The main building of VCS is at 272 West 10th St. The school building was originally completed in 1886 as Primary School No. 7. It was re-designated as Public School 107 in 1897. This school closed in 1930 and reopened as the parochial school of St. Veronica's Church in 1932. The school building remained vacant from 1963 until June 1970.

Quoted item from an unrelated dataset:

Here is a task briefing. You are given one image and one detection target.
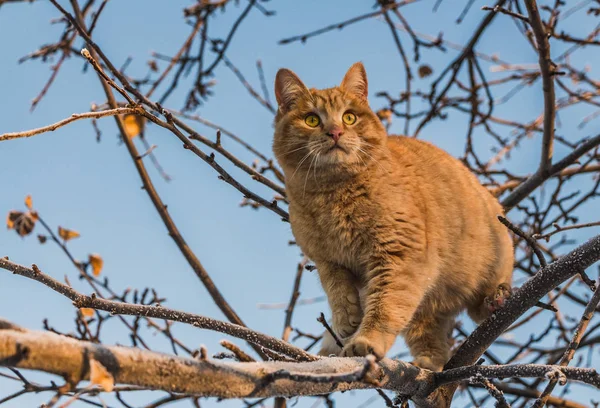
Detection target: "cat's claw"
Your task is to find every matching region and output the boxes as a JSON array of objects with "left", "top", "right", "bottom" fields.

In 2003, VCS expanded its original five-story building by the addition of a second five-story building, designed by architect Leo Blackman, adjacent to the first, containing additional classrooms, a fully functional gymnasium and auditorium.
In 2021, VCS had 350 students.

In late 2018, VCS announced that the school was planning to build a three-story addition, plus rooftop play yard on the site of its current yard. The 17,000-square-foot addition was designed by Jonathan Marvel, Lissa So, Caroline Frantz, Henry Newman, Patrick Hamon, and Cat Travers of Marvel Designs. The Eve K. Kleger Wing opened in 2021, containing a new sky yard, gym, library, wood shop, tech lab, science room, language lab, and additional classrooms.

In October 2019, the VCS announced the untimely passing of its long-term and much-loved Head of School, Eve K. Kleger. Effective July 1, 2020, Jennifer Mitchell became VCS's fifth Head of School.

==Notable alumni==

- Vin Diesel, actor
- Steven Strait, actor
- King Princess, musician
- Grace Van Patten, actor
- Max Graham, music producer, DJ

==Trivia==
The video of UTFO’s 1984 song “Beats and Rhymes” was shot entirely on the school grounds and featured then-current students and faculty.